The Danube Region Pilot project has unveiled preliminary results from a cutting-edge macroeconomic Agent-Based Model (ABM), highlighting the interconnectedness of the Danube Region countries and the economic impacts of natural hazards. The recent stakeholder meeting (FG2) was a pivotal moment, presenting these findings and gathering crucial feedback to refine the model and policy recommendations.

The ABM, designed to simulate economic interactions following natural hazards, provided insights into the systemic impacts of hazards like floods and earthquakes. Among the key findings:

  • Floods have a more significant negative impact on agricultural production compared to earthquakes. In contrast, the agriculture sector in many countries saw increased output following an earthquake, except for Romania and Austria, which suffered substantial direct impacts.
  • The transport sector experiences prolonged declines in output across all Danube countries following floods, with better recovery rates after earthquakes.
  • The financial sector faces severe disruptions under consecutive hazard scenarios, particularly in Romania and Germany, with slow recovery rates.

Stakeholder feedback was instrumental in refining the ABM. Stakeholders emphasised the need to include detailed data on pollution and drought hazards to better reflect the region’s complexities. They also called for adapting modelling scenarios to show the effects of upstream water use for irrigation on downstream ecosystems and users.

The FG2 setting provided an opportunity to discuss potential cross-regional policy options to mitigate the impacts of interconnected hazards.

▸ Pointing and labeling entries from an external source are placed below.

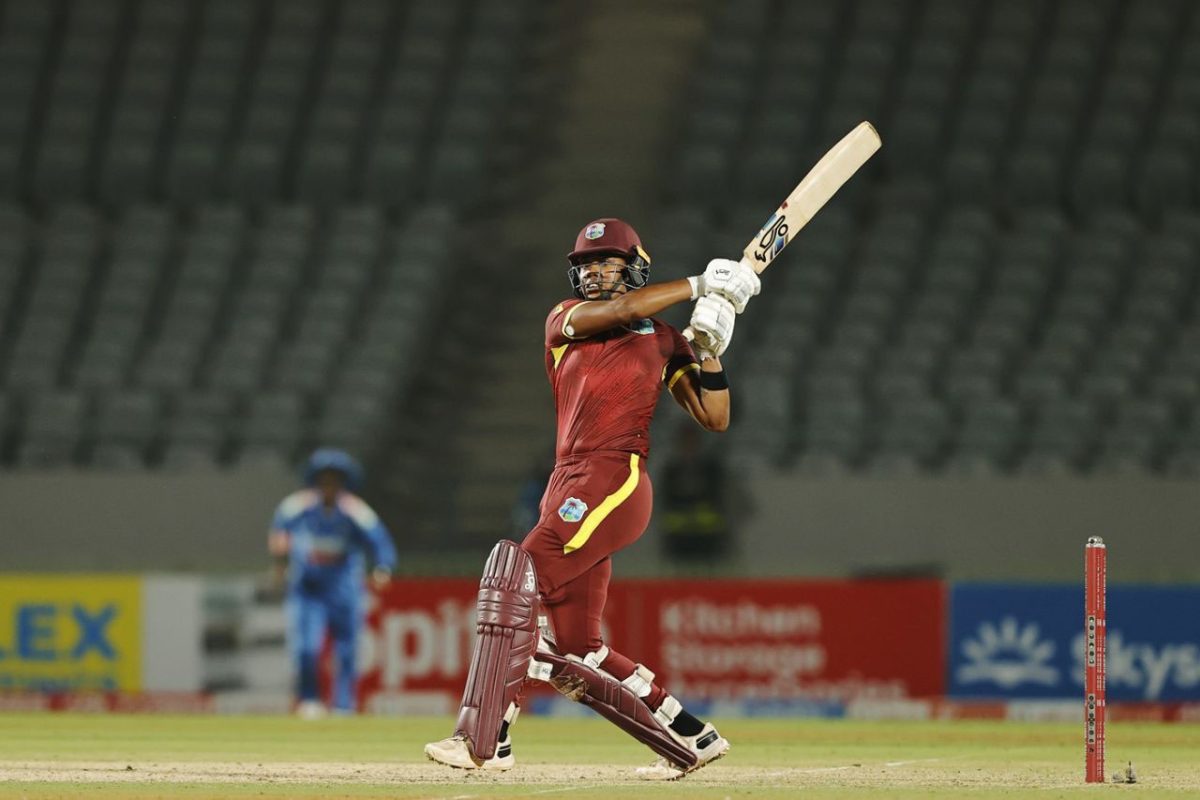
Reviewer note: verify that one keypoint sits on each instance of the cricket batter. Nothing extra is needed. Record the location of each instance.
(607, 360)
(323, 535)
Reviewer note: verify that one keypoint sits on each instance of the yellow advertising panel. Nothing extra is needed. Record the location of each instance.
(70, 632)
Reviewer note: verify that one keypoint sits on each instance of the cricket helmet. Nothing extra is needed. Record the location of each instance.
(337, 461)
(610, 236)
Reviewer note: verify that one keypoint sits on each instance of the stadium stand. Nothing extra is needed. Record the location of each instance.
(227, 223)
(1011, 287)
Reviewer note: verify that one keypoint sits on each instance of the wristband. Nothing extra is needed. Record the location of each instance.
(713, 380)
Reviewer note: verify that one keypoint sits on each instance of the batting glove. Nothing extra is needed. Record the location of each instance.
(712, 322)
(735, 281)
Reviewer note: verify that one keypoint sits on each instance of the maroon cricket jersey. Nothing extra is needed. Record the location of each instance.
(606, 385)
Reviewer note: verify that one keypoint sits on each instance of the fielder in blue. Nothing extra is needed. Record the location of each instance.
(325, 535)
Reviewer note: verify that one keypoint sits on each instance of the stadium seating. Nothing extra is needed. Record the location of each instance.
(226, 223)
(1009, 286)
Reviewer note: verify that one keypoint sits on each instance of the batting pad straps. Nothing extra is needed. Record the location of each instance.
(669, 710)
(640, 681)
(595, 659)
(507, 627)
(613, 701)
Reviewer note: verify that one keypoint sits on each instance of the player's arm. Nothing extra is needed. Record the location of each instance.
(279, 546)
(732, 280)
(702, 391)
(589, 318)
(376, 537)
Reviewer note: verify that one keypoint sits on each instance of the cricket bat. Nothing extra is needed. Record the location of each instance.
(809, 197)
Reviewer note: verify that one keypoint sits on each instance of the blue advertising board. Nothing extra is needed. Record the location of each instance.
(1013, 641)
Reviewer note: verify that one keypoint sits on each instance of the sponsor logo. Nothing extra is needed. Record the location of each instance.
(1146, 669)
(642, 326)
(573, 510)
(772, 239)
(1008, 654)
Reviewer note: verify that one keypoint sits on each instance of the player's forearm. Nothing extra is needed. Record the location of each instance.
(714, 402)
(651, 300)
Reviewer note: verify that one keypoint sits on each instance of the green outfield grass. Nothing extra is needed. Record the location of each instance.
(135, 756)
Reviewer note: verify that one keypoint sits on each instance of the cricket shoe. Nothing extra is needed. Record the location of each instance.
(311, 710)
(454, 752)
(708, 745)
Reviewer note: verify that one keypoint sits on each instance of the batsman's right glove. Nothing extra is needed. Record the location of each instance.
(735, 281)
(712, 323)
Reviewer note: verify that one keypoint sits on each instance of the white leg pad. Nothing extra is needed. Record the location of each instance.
(669, 710)
(640, 681)
(597, 657)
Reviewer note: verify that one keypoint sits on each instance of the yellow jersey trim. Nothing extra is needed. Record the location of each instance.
(681, 372)
(606, 507)
(558, 353)
(567, 318)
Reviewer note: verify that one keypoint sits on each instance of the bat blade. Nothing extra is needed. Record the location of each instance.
(811, 193)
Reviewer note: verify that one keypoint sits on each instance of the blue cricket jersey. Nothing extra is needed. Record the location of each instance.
(329, 546)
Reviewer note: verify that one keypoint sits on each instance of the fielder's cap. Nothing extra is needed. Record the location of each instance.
(335, 459)
(606, 236)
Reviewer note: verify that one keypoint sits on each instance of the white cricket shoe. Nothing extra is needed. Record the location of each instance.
(453, 752)
(311, 710)
(708, 745)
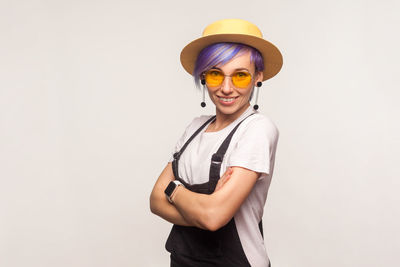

Stakeholders identified the need for:

  • Improved alignment of policies across water management and agriculture sectors.
  • Enhanced cross-border cooperation, especially in sharing data and addressing discrepancies between countries.
  • Proactive measures to reduce economic impacts, highlighting the financial benefits of preventive actions over-reactive responses.

Moving forward, the project will incorporate stakeholder input to enhance the ABM’s accuracy and relevance. Detailed presentations of the results will be made to specific groups, such as the Flood Protection Expert Group, to ensure a broad understanding and application of the findings. Additionally, simulation events are planned to bring the results closer to practical applications and field operations.

The Danube Region Pilot project’s innovative approach, combining ABM with stakeholder engagement and sectoral analysis, promises to provide valuable insights for policymakers and help build resilience against future natural hazards. As the project progresses, the focus will remain on refining models, integrating stakeholder feedback, and developing robust policy options to safeguard the region’s economic stability.